Third Committee Member

Sami Dridi

Fourth Committee Member

Ruben Merino

Keywords

Chicken Lines, Compensatory Growth, Intestinal Physiology, Nutritional Rehabilitation

Abstract

The World Health Organization, estimated that 22.9% of children under the age of 5 are stunted. The etiology of stunting is multifactorial and is associated with poor linear growth, villous atrophy, dysbiosis, and increased intestinal permeability. Inclusion of rye in poultry diets induces nutrient deficiencies and increases intestinal permeability, dysbiosis and decreases growth rates. The objective of this dissertation was to determine if chickens consuming a rye based diet exhibited a similar pathophysiology of stunted children to develop a relevant animal model. Therefore, early or late phase malnutrition was induced determine the effects of malnutrition on performance, bone mineralization, intestinal morphology and paracellular intestinal leakage across three diverse genetic backgrounds. 2015 Cobb chicken, 1995 Cobb chicken, and the Jungle Fowl were allocated into four different dietary treatments.
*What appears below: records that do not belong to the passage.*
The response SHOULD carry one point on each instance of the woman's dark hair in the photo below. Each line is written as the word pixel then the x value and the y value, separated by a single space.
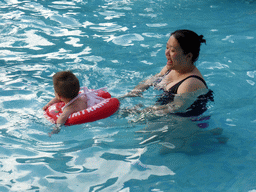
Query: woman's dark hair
pixel 66 84
pixel 189 42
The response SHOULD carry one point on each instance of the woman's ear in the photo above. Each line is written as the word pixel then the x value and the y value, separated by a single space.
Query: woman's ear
pixel 190 56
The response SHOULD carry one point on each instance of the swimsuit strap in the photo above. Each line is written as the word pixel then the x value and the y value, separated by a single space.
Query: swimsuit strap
pixel 91 94
pixel 175 87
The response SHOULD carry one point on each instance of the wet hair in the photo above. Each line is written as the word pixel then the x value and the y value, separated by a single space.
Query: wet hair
pixel 66 84
pixel 189 42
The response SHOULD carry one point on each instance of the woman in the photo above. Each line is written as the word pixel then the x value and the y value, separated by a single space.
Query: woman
pixel 179 77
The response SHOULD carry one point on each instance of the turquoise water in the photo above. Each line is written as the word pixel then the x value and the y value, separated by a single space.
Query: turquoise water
pixel 117 44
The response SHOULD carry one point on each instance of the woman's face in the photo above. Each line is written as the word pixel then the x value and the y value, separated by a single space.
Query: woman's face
pixel 176 59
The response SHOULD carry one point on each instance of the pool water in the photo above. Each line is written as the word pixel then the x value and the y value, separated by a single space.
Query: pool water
pixel 118 43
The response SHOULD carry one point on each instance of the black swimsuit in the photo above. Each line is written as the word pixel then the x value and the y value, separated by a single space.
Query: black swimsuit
pixel 197 108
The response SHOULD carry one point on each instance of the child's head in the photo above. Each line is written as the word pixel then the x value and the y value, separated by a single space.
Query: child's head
pixel 66 84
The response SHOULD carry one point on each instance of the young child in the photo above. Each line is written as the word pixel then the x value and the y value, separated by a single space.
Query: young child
pixel 66 87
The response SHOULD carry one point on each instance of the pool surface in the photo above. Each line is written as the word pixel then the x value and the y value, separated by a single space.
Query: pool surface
pixel 118 43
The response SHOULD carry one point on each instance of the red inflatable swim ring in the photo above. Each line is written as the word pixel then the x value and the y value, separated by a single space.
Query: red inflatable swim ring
pixel 104 109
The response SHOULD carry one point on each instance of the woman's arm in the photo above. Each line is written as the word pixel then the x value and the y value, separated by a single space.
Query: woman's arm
pixel 141 87
pixel 180 103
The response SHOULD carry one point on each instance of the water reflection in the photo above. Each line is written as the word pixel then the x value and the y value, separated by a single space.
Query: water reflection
pixel 181 135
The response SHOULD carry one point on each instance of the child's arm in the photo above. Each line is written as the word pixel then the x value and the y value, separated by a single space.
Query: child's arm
pixel 64 116
pixel 54 100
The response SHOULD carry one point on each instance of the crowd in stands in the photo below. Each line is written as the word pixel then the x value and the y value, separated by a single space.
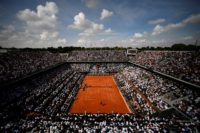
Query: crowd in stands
pixel 41 104
pixel 98 55
pixel 163 93
pixel 50 93
pixel 17 64
pixel 181 64
pixel 124 123
pixel 96 68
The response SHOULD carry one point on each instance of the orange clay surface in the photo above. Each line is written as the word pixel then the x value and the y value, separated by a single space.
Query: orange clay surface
pixel 99 94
Dietary treatments were (1) a control corn-based diet throughout the trial (corn–corn); (2) an early phase malnutrition diet where chicks received a rye-based diet for 10 days, and then switched to the control diet (rye–corn); (3) a malnutrition rye-diet that was fed throughout the trial (rye–rye); and (4) a late phase malnutrition diet where chicks received the control diet for 10 days, and then switched to the rye diet (corn–rye). Modern broilers in the rye-corn treatment group exhibited catch up growth and was able to fully recover all of the growth and bone parameters measured after the consumption of a rye based diet. However, the rye-corn group was unable to recover was the serum FITC-D indicating the gut was still leaky. 1995 broilers in the rye-corn group had significantly lower BW, BWG, and tibia strength and higher serum FITC-D than the corn-corn group indicating that these birds were not able to fully recover within the observed timeframe. Jungle fowl appeared to have a higher tolerance to the rye based diet, as there were minimal differences between dietary treatments for the parameters measured. This suggests that a rye-based diet is a viable approach to induce malnutrition in chickens and slower compensatory growth rate observed in the 1995 broilers was similar to that of stunted children in developing countries.